Whether you’re a root vegetable fanatic or a newbie, try this delicious and simple recipe for Butternut Squash with Whole Wheat, Wild Rice and Onion Stuffing suggested by Slow Food USA for this holiday season. So load up on ingredients from your local farmers’ market or co-op, and do your part by helping out yourself, your community, and your Earth.
Serves: 8
- 4 medium-small butternut squashes (about 1 pound each)
- 3/4 cup raw wild rice, rinsed
- 1 tablespoon light olive oil
- 1 heaping cup chopped red onion
- 1 clove garlic, minced
- 2 1/2 cups firmly packed torn whole wheat bread
- 1 tablespoon sesame seeds
- Sliced fresh sage leaves or 1/2 teaspoon dried sage
- 1/2 dried thyme
- 2 teaspoons season blend , or to taste
- 1 cup fresh orange juice
Preheat the oven to 375 degrees.
Halve the squashes and scoop out seeds and fibers. Place them cut side up in shallow baking dishes and cover tightly with covers or more foil. Bake for 40 to 50 minutes, or until easily pierced with a knife but still firm.
In the meantime, bring 2 cups of water to a boil in a saucepan. Stir in the wild rice, reduce to a simmer, then cover and cook until the water is absorbed, about 40 minutes.

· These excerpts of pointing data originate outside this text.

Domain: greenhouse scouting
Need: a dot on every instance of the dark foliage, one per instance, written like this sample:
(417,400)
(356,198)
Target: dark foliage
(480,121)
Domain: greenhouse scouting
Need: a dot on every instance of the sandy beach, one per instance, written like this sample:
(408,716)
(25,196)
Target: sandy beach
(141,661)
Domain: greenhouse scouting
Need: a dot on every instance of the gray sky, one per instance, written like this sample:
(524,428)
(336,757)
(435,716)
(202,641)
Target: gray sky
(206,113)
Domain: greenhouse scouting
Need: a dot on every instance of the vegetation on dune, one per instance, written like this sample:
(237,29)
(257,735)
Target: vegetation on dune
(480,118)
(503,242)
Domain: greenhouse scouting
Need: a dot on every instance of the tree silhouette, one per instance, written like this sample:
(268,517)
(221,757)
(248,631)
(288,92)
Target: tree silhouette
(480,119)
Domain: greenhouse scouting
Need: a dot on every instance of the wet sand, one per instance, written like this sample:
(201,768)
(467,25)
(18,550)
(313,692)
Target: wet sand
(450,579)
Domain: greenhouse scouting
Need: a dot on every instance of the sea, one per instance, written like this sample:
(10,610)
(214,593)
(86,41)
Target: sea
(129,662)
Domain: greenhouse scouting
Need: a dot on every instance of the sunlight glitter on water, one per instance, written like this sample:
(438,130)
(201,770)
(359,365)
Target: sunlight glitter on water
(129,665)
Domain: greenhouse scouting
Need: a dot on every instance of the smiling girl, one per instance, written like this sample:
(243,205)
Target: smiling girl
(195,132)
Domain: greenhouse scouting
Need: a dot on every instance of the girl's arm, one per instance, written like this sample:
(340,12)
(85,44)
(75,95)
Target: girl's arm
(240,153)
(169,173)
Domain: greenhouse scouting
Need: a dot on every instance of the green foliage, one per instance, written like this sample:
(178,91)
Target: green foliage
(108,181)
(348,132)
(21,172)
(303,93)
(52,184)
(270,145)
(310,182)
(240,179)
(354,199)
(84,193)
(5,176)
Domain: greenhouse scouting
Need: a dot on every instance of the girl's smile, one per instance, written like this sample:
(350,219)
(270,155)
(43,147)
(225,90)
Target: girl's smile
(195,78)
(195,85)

Heat the oil in a skillet. Add the onion and garlic and sauté until golden.
In a mixing bowl, combine the cooked wild rice with the sautéed onion and the remaining ingredients. When the squashes are cool enough to handle, scoop out the pulp, leaving firm shells about 1/2 inch thick. Chop the pulp and stir it into the rice mixture. Stuff the squashes, place in foil-lined baking dishes, and cover.

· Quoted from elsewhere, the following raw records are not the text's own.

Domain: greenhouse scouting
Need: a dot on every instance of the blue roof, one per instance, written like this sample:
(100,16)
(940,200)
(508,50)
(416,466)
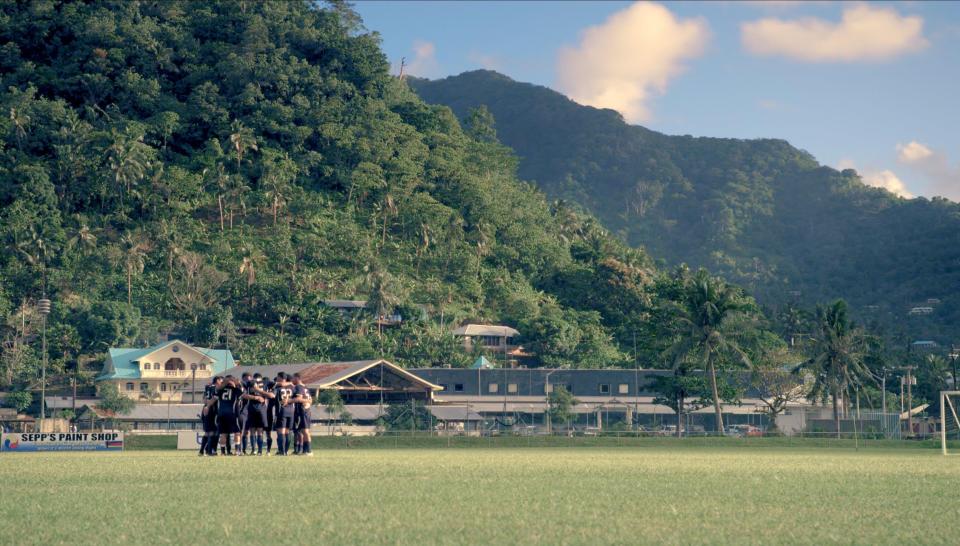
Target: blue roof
(481,362)
(123,359)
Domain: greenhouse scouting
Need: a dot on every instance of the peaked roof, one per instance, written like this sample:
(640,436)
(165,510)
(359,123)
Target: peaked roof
(481,362)
(485,330)
(322,375)
(120,363)
(346,304)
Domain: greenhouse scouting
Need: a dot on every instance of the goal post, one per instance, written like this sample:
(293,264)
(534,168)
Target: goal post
(949,400)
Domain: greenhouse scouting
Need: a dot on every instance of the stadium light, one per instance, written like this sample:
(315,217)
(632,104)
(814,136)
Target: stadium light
(43,307)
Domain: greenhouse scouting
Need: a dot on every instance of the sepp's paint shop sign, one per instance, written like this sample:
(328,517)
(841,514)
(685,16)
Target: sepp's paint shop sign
(62,441)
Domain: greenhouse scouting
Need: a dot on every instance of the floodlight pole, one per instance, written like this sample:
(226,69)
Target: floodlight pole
(43,307)
(943,423)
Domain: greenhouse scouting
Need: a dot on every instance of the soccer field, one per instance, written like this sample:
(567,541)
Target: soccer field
(661,494)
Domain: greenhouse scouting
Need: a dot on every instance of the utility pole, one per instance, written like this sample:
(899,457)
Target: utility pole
(883,391)
(43,307)
(909,401)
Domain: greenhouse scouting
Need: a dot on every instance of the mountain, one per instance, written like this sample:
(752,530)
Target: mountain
(214,171)
(761,212)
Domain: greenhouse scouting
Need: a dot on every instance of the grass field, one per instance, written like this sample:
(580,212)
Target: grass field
(660,493)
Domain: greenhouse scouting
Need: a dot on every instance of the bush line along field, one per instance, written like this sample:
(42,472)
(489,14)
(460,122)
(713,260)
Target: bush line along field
(689,494)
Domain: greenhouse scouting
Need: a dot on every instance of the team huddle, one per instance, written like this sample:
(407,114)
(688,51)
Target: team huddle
(241,414)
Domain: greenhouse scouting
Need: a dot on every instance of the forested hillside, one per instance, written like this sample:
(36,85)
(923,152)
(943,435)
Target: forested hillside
(760,212)
(213,171)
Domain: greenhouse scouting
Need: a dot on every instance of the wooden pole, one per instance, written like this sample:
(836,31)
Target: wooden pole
(943,423)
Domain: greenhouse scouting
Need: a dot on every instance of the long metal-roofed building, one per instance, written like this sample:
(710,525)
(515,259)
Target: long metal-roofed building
(605,396)
(361,382)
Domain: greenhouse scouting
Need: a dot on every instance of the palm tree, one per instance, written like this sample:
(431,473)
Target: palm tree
(20,122)
(221,182)
(82,238)
(426,239)
(837,360)
(708,306)
(384,294)
(135,247)
(389,208)
(128,158)
(242,139)
(277,193)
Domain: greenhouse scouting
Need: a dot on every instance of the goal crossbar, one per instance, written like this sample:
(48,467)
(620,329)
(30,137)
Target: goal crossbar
(945,402)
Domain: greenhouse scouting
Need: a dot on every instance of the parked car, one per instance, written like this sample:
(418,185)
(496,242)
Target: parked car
(741,431)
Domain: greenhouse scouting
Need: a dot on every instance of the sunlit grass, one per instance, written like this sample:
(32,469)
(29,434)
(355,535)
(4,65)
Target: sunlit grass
(661,494)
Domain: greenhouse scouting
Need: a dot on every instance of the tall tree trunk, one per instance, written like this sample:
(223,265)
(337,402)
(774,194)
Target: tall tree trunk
(715,393)
(836,413)
(680,400)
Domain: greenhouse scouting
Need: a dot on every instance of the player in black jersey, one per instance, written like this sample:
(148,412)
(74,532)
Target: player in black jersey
(246,380)
(302,400)
(268,386)
(208,416)
(283,393)
(228,396)
(256,397)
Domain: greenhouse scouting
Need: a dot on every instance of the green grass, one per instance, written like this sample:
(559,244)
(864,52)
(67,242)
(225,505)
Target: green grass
(660,493)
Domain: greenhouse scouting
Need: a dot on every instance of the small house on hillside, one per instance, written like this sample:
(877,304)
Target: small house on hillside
(487,336)
(164,371)
(354,308)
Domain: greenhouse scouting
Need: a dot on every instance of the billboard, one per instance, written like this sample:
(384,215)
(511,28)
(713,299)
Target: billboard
(62,441)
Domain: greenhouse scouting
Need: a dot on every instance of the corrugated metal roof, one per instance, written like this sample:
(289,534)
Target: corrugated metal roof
(319,375)
(346,304)
(121,360)
(485,330)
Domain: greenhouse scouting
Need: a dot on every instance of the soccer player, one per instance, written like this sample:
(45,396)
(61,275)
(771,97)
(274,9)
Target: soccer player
(269,386)
(256,397)
(242,413)
(303,400)
(283,393)
(208,416)
(227,409)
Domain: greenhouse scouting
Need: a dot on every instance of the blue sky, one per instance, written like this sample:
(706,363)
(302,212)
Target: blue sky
(868,85)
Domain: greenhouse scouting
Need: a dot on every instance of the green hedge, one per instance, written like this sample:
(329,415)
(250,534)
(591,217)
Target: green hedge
(142,442)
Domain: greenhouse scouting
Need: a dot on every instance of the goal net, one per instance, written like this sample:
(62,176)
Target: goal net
(949,420)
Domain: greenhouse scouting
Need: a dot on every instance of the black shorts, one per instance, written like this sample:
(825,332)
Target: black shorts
(283,421)
(227,424)
(209,421)
(302,422)
(271,417)
(256,418)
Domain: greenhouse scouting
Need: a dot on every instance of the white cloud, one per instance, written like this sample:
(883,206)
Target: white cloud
(887,180)
(424,62)
(490,62)
(864,33)
(634,54)
(944,178)
(846,163)
(769,104)
(913,152)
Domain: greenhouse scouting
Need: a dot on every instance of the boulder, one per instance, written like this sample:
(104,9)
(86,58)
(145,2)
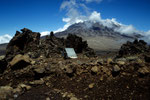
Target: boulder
(133,48)
(115,70)
(5,92)
(144,71)
(95,69)
(3,65)
(147,58)
(20,61)
(21,43)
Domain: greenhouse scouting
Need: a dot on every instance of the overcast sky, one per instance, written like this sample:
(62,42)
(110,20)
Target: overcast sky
(52,15)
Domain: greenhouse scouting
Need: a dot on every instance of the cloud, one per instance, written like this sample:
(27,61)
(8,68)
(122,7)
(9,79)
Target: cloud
(77,11)
(5,38)
(89,1)
(45,33)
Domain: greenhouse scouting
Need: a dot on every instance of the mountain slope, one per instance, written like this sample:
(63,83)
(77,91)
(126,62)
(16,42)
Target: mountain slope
(98,36)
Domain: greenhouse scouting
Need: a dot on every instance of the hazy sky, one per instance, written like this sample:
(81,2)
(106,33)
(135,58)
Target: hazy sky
(47,15)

Before serving, place the squashes in a preheated 350 degree oven. Bake for 15 to 20 minutes, or just until well heated through.
VARIATION: To add drama to this presentation, try this recipe with other squash varieties. Hubbard squash, delicata, sweet dumpling and golden nugget are just a few of the stuffable edible squashes available.